Tuesday’s Case-Shiller Indices report will focus on home prices for February 2018. Economists echo that prices will remain in the 6 percent growth rate, though estimates range from 6.1 percent, a .03 percent point drop from January 2018, to 6.5 percent, particularly in major markets like New York, Los Angeles, and Seattle.
“Housing has been on a very broad recovery from a very deep low in 2007 to 2009,” noted chief economist at Action Economics LLC, Dr. Michael Englund.
West Coast Fixation
United States house prices ran high toward end of 2017 and remained so in the January 2018 report last month, particularly in the West Coast cities of Seattle, Las Vegas and San Francisco.
Last month’s report kept Seattle on top with the highest year-over-year gain among the 20- City indices with a 12.9 percent increase. “It is a special case. Amazon moved there and the Seattle market has gotten very hot, but one of the reasons [Amazon] is looking for second headquarters is because it can’t keep expanding in Seattle; it’s running out of space,” opined Fact and Opinion chief economist Robert Brusca.
Dr. Englund agreed that the usual skewing to the west will continue for February, but added that cities that saw disasters early in 2018, like the California fires, could see housing transactions affected as a result.
Trump’s Tax Law
Although some existing homeowners fear they will be suffer consequences in mortgage interest deductions brought on by President Donald Trump’s tax reform, “The number of homes adversely affected by [the new tax law] will be quite small,” said Dr. Englund.
He suggested the dominant effect of the tax law for the large majority of homeowners will result in raised incomes, wealth, and stock prices. “For most homeowners, the mechanisms around the tax law change will be positive, but if you are one of the people that max out all of the adverse effects of the mortgage deduction change, you could be worse off,” said Dr. Englund, speaking on people’s whose home exceeds a mortgage of $750,000.
According to Brusca, cities outside of the 20-City composite of “hot markets” could still be affected by the new tax law, especially in in high income states where taxes are high. Brusca said, “New Jersey, for example, has very high tax. It’s not just New York, it’s not just California,” and said rising interest rates and mortgages will continue to make home affordability hard to access.
High Housing Prices
Data for the week ahead from Bank of America and Merrill Lynch highlighted a year over year home price appreciation of 6.2 percent, and showed that prices remain robust as housing demand strengthens amid low inventory.
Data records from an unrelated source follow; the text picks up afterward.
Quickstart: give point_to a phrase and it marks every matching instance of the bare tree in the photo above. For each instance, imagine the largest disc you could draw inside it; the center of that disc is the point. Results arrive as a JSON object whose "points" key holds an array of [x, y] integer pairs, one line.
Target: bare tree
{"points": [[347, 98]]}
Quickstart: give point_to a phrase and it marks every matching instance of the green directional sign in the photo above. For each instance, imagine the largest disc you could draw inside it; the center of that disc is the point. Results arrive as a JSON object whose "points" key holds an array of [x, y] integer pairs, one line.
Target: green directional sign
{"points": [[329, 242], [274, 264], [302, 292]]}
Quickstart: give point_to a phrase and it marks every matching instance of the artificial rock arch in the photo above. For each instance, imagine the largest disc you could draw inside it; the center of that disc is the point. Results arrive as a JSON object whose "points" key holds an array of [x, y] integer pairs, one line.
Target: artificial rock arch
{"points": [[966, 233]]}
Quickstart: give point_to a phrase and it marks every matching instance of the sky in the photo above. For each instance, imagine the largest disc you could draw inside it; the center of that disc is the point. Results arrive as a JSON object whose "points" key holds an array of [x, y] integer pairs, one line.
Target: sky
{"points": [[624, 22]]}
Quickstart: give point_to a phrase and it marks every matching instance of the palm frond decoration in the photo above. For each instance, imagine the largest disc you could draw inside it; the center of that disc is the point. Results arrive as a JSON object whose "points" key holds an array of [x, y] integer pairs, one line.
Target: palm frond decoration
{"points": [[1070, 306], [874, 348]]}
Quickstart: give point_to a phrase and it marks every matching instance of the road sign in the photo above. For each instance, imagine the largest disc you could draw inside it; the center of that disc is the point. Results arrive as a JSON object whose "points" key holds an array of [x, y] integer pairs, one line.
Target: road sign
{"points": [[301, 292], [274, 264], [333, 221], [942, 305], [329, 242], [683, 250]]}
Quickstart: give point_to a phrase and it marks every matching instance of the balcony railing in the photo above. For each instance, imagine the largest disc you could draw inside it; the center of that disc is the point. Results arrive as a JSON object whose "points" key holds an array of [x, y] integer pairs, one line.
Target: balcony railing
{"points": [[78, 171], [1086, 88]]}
Still, Brusca said of the growth rate, “I don’t know when to forecast the slow down, but it’s going to slow down because houses are less attractive than they used to be with new tax laws.” He added that wages and incomes have not grown enough to support the momentum in housing.
There is a notable “reduction in household formation,” as stated by Dr. Englund. However, he said that while younger demographics have moved away from the idea that buying a house is a good investment, “As the lifecycle drives people into a home once they enter their 30’s and 40’s, there’s probably nowhere for housing to go but up in terms of buying, maybe not necessarily price.”
An uptick in prices typically signals a stable U.S. economy as most Americans already own a house.